La question de l'accès à l'eau est également à l'ordre du jour avec cet été extrêmement chaud et sec.

"La première de nos priorités demeure évidemment l'alimentation en eau potable qui est déjà sous tension dans plusieurs territoires, plus précisément aujourd'hui dans 50 départements français", a dit Monique Barbut.

"Plus de 40.000" personnes sont affectées par des coupures d'eau du robinet, selon le gouvernement.

La situation des petits cours d'eau est "la plus critique jamais enregistrée à cette période" de l'année, avec 43% d'entre eux, soit près de 1.370 cours d'eau, qui présentent des ruptures d'écoulement ou des assecs, a indiqué la ministre.

Ce nouvel épisode caniculaire est la poursuite et l'amplification d'une vague de chaleur entamée le 28 juillet.

Jeudi matin, dans le train entre Rennes et Vannes, Ronan Turbé, âgé de 25 ans, raconte avoir souffert de la chaleur pendant la nuit.

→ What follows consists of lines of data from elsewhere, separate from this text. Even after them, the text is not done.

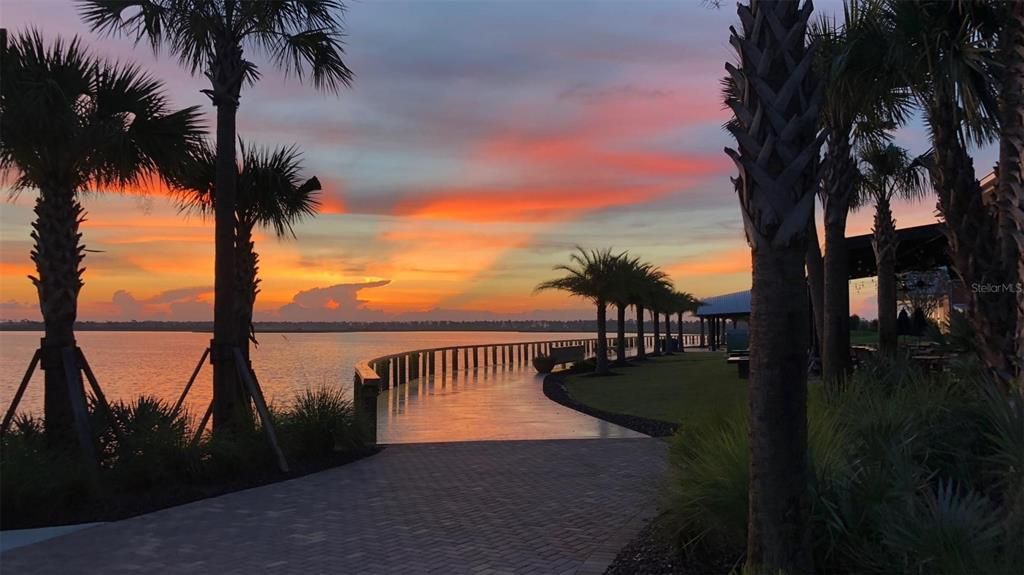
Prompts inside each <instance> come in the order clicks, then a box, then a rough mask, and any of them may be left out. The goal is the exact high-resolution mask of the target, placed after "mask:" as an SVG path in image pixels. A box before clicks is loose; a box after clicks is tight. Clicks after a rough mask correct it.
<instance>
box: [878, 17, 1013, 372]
mask: <svg viewBox="0 0 1024 575" xmlns="http://www.w3.org/2000/svg"><path fill="white" fill-rule="evenodd" d="M999 6H1000V5H999V4H997V3H992V2H982V1H978V0H958V1H955V2H949V1H948V0H914V1H906V2H904V1H900V0H886V2H885V8H886V10H885V15H886V18H887V23H888V25H887V26H888V27H889V29H890V30H889V34H888V37H889V39H890V42H889V46H888V52H889V59H890V60H891V61H892V62H893V64H892V65H891V67H890V68H893V69H894V70H899V71H901V72H902V74H903V82H904V83H905V84H906V85H907V86H908V87H909V89H910V91H911V93H912V95H913V98H914V100H915V101H916V103H918V105H919V106H920V107H921V108H922V110H924V113H925V118H926V120H927V124H928V128H929V132H930V133H929V135H930V137H931V143H932V149H933V150H934V152H933V159H932V162H931V168H930V176H931V179H932V186H933V187H934V188H935V191H936V193H937V194H938V198H939V202H938V208H939V212H940V213H941V214H942V217H943V219H944V221H945V224H946V225H945V231H946V239H947V241H948V244H949V252H950V255H951V257H952V264H953V268H954V270H955V271H956V274H957V275H958V276H959V278H961V279H962V280H963V281H964V283H965V285H967V286H968V287H970V286H972V285H975V284H994V285H999V284H1005V283H1007V282H1008V281H1009V280H1011V278H1010V277H1009V276H1008V269H1010V267H1011V266H1008V265H1004V263H1002V261H1001V250H1000V249H999V241H998V230H997V226H996V219H995V218H994V217H993V216H992V213H991V211H990V209H989V208H988V207H987V206H985V204H984V201H983V198H982V194H981V186H980V184H979V182H978V179H977V177H976V174H975V170H974V162H973V160H972V159H971V154H970V153H969V150H968V147H969V146H970V145H971V144H981V143H987V142H990V141H992V139H993V138H995V137H996V135H997V134H998V122H997V118H998V112H999V110H998V97H997V91H998V86H999V82H998V81H999V79H1000V78H999V75H997V74H996V73H995V60H994V54H995V44H996V42H995V40H994V31H997V30H998V24H999V20H1000V19H1001V18H1002V17H1004V16H1005V15H1006V14H1005V13H1004V12H1002V11H1001V10H1000V9H999ZM967 292H968V294H969V298H970V299H969V305H968V308H969V309H968V316H969V318H970V319H971V322H972V323H973V325H974V331H975V335H976V338H977V340H978V341H977V344H978V345H977V346H975V347H976V349H977V350H978V353H979V355H980V357H981V359H982V361H983V362H984V363H985V365H986V366H987V368H988V371H989V373H990V374H991V375H992V377H993V378H994V379H995V380H996V381H998V382H1001V383H1004V384H1006V385H1008V386H1009V385H1011V382H1012V381H1013V357H1014V354H1015V353H1016V350H1015V349H1014V342H1013V338H1012V337H1011V336H1010V335H1011V334H1013V333H1015V330H1016V315H1017V314H1016V308H1017V300H1016V295H1015V294H1012V293H1011V292H1009V291H997V292H994V293H993V292H990V291H980V290H970V289H969V290H967Z"/></svg>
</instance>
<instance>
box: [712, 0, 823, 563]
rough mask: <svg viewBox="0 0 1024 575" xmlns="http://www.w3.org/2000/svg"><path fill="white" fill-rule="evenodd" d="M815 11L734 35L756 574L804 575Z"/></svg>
mask: <svg viewBox="0 0 1024 575" xmlns="http://www.w3.org/2000/svg"><path fill="white" fill-rule="evenodd" d="M811 11H812V6H811V2H805V3H803V4H802V5H801V4H800V3H798V2H791V1H767V0H761V1H759V0H752V1H751V2H750V4H749V5H748V4H742V3H741V4H739V6H738V13H739V21H740V23H741V30H740V31H737V30H735V29H731V32H732V34H731V39H730V40H731V43H732V45H733V47H734V48H735V49H736V51H737V52H738V55H739V62H738V68H737V67H734V65H732V64H729V63H727V64H726V69H727V70H728V72H729V75H730V77H731V78H732V80H731V81H732V82H733V84H734V86H735V95H734V96H733V97H729V98H728V99H727V101H726V103H727V105H728V106H729V107H730V108H731V109H732V112H733V115H734V121H733V122H732V123H731V124H730V125H729V126H728V128H729V131H730V132H731V133H732V134H733V136H734V137H735V139H736V143H737V148H738V149H736V150H734V149H731V148H727V149H726V152H727V153H728V154H729V157H730V158H732V160H733V161H734V162H735V164H736V168H737V170H738V177H737V181H736V182H735V185H736V189H737V191H738V194H737V195H738V198H739V205H740V212H741V214H742V217H743V227H744V230H745V232H746V240H748V242H749V244H750V246H751V252H752V259H753V264H754V265H753V285H752V289H751V330H750V331H751V338H750V350H751V360H750V364H751V374H750V386H749V389H750V437H751V484H750V497H749V501H750V511H749V518H750V522H749V528H748V546H746V563H748V568H749V569H750V570H751V571H752V572H759V573H760V572H765V573H776V572H784V573H807V572H810V571H811V555H810V549H809V545H808V542H809V537H808V532H807V527H808V526H807V522H808V514H809V510H808V495H807V485H808V473H807V349H808V343H809V339H808V325H809V322H808V317H809V316H808V305H807V283H806V278H805V274H804V266H805V262H806V253H807V230H808V227H809V222H808V220H809V219H810V218H811V216H812V215H813V213H814V197H815V192H816V190H817V187H818V186H817V182H818V174H817V158H818V153H819V150H820V146H821V142H822V139H823V136H822V135H819V134H818V119H819V117H818V114H819V110H820V104H821V100H822V96H823V94H822V86H821V83H820V82H819V81H818V80H817V79H816V78H815V76H814V73H813V67H812V62H813V61H814V49H813V47H808V46H807V44H806V42H805V36H806V32H807V26H808V20H809V19H810V17H811Z"/></svg>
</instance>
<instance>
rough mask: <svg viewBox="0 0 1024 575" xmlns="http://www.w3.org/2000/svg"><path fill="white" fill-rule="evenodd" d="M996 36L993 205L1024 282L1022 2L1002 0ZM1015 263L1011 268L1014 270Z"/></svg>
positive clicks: (1007, 259)
mask: <svg viewBox="0 0 1024 575" xmlns="http://www.w3.org/2000/svg"><path fill="white" fill-rule="evenodd" d="M1006 6H1007V14H1006V16H1005V23H1006V24H1005V26H1004V28H1002V30H1001V32H1000V38H999V60H1000V63H1001V64H1002V91H1001V94H1000V98H999V170H998V178H999V179H998V185H997V188H996V201H995V205H996V209H997V214H998V218H999V219H998V222H999V235H1000V249H1001V259H1002V262H1004V263H1005V264H1006V265H1008V266H1009V268H1010V269H1008V270H1007V277H1008V278H1012V277H1014V276H1016V277H1017V281H1018V283H1019V284H1024V256H1022V254H1024V174H1022V170H1024V168H1022V165H1024V2H1007V3H1006ZM1014 268H1016V269H1014ZM1014 357H1016V358H1017V365H1016V369H1017V389H1018V390H1024V291H1021V292H1018V294H1017V353H1016V354H1014Z"/></svg>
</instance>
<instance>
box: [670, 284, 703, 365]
mask: <svg viewBox="0 0 1024 575" xmlns="http://www.w3.org/2000/svg"><path fill="white" fill-rule="evenodd" d="M699 307H700V301H699V300H697V299H696V298H694V297H693V295H692V294H689V293H687V292H676V293H675V305H674V306H673V310H674V311H675V312H676V316H677V317H676V321H678V322H679V325H678V328H679V351H680V352H684V351H686V347H685V346H684V345H683V314H684V313H694V312H696V311H697V308H699Z"/></svg>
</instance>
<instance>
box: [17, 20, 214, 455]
mask: <svg viewBox="0 0 1024 575" xmlns="http://www.w3.org/2000/svg"><path fill="white" fill-rule="evenodd" d="M4 39H5V38H4ZM0 49H2V52H0V56H2V58H0V59H2V70H0V77H2V78H3V81H2V82H0V133H2V134H3V137H2V138H0V170H2V171H3V174H4V176H5V178H4V179H5V180H6V179H7V177H6V176H8V175H13V177H12V178H11V181H10V183H11V190H12V192H11V193H12V194H17V193H18V192H20V191H23V190H25V189H30V188H33V189H38V191H39V195H38V197H37V200H36V207H35V213H36V220H35V222H33V224H32V227H33V232H32V238H33V240H34V246H33V250H32V260H33V262H34V263H35V264H36V275H33V276H30V278H31V279H32V282H33V284H35V286H36V291H37V292H38V295H39V307H40V310H41V312H42V316H43V323H44V329H45V338H44V339H43V342H42V349H41V350H40V352H41V359H42V366H43V371H44V373H45V383H44V385H45V402H44V414H45V424H46V435H47V438H48V440H49V441H50V444H51V445H53V446H58V447H62V448H72V449H74V448H75V445H76V443H75V432H73V431H72V430H73V429H74V426H73V419H74V416H73V411H72V404H73V402H82V403H84V401H85V398H84V394H85V392H84V390H83V389H82V382H81V378H80V377H79V375H78V374H77V372H75V371H66V365H65V362H63V358H62V354H63V353H65V352H67V351H68V350H69V349H74V348H75V347H77V344H76V342H75V321H76V319H77V318H78V295H79V293H80V291H81V290H82V286H83V284H84V282H83V281H82V275H83V273H84V271H85V268H83V267H82V262H83V260H84V259H85V246H84V245H82V241H81V239H82V234H81V233H80V232H79V227H80V225H81V224H82V222H83V221H84V215H85V212H84V210H83V208H82V205H81V204H80V203H79V198H78V196H79V194H80V193H81V192H83V191H85V190H86V189H90V188H91V189H96V190H105V189H111V188H114V189H124V188H127V187H138V186H141V185H143V184H145V183H148V182H150V181H151V180H153V179H164V180H165V181H166V180H167V179H168V177H169V176H168V175H169V174H172V173H176V172H177V171H178V169H179V167H178V165H179V164H180V163H182V162H184V161H185V160H186V159H187V158H188V156H189V153H190V152H191V150H193V149H194V148H195V147H196V145H197V144H198V143H199V141H200V138H201V137H202V130H201V129H200V125H199V116H198V112H197V109H196V108H191V107H189V108H184V109H179V110H175V109H172V108H171V106H170V104H169V102H168V101H167V99H166V98H165V97H164V94H163V85H162V84H161V83H160V82H158V81H156V80H154V79H153V78H152V77H150V76H147V75H145V74H143V73H142V72H141V71H139V69H138V68H136V67H134V65H130V64H117V63H111V62H108V61H105V60H100V59H95V58H93V57H92V56H90V55H89V54H88V53H87V52H86V51H85V49H83V47H82V45H81V43H80V41H79V40H78V39H77V38H75V39H73V40H71V41H70V42H66V41H63V40H59V39H58V40H55V41H53V42H51V43H49V44H46V43H44V41H43V39H42V37H41V36H40V34H39V33H38V32H36V31H29V32H25V33H22V34H18V35H16V36H15V37H14V38H13V41H12V42H11V44H10V46H2V47H0ZM14 174H16V175H14ZM81 439H82V438H80V440H81ZM81 447H82V448H83V449H85V450H86V451H89V450H90V449H91V448H90V445H89V442H88V441H84V443H83V444H82V445H81Z"/></svg>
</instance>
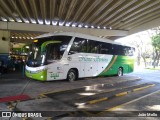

"On ne dort pas beaucoup", regrette l'ingénieur âgé de 25 ans. "Il fait très chaud dans l'appartement : 28°C, alors que j'ai aéré toute la nuit. Et j'ai mis les ventilateurs à fond. De toute façon, on n'a pas le choix, on subit."

"On est dans le noir une grande partie de la journée", assure Bastien Regret, ingénieur. "On utilise un ventilateur, ce qui n'était pas le cas auparavant", indique le trentenaire, tout en veillant à bien hydrater sa petite fille.

L'Ile-de-France sera touchée par un épisode de pollution à l'ozone, avec un "probable dépassement" du seuil de recommandation. Aussi, dans un communiqué, le préfet de police demande de "différer si possible" les déplacements routiers et de réduire la vitesse des véhicules.

Il s'agit de la troisième vague de chaleur de l'été, après celle exceptionnellement intense de fin juin et celle du 4 au 19 juillet, parmi les plus longues jamais enregistrées. Avant cela, un épisode caniculaire précoce avait eu lieu fin mai.

Dans le contexte du réchauffement climatique lié aux activités humaines, ces périodes de fortes chaleurs sont plus fréquentes, intenses et étendues sur l'année.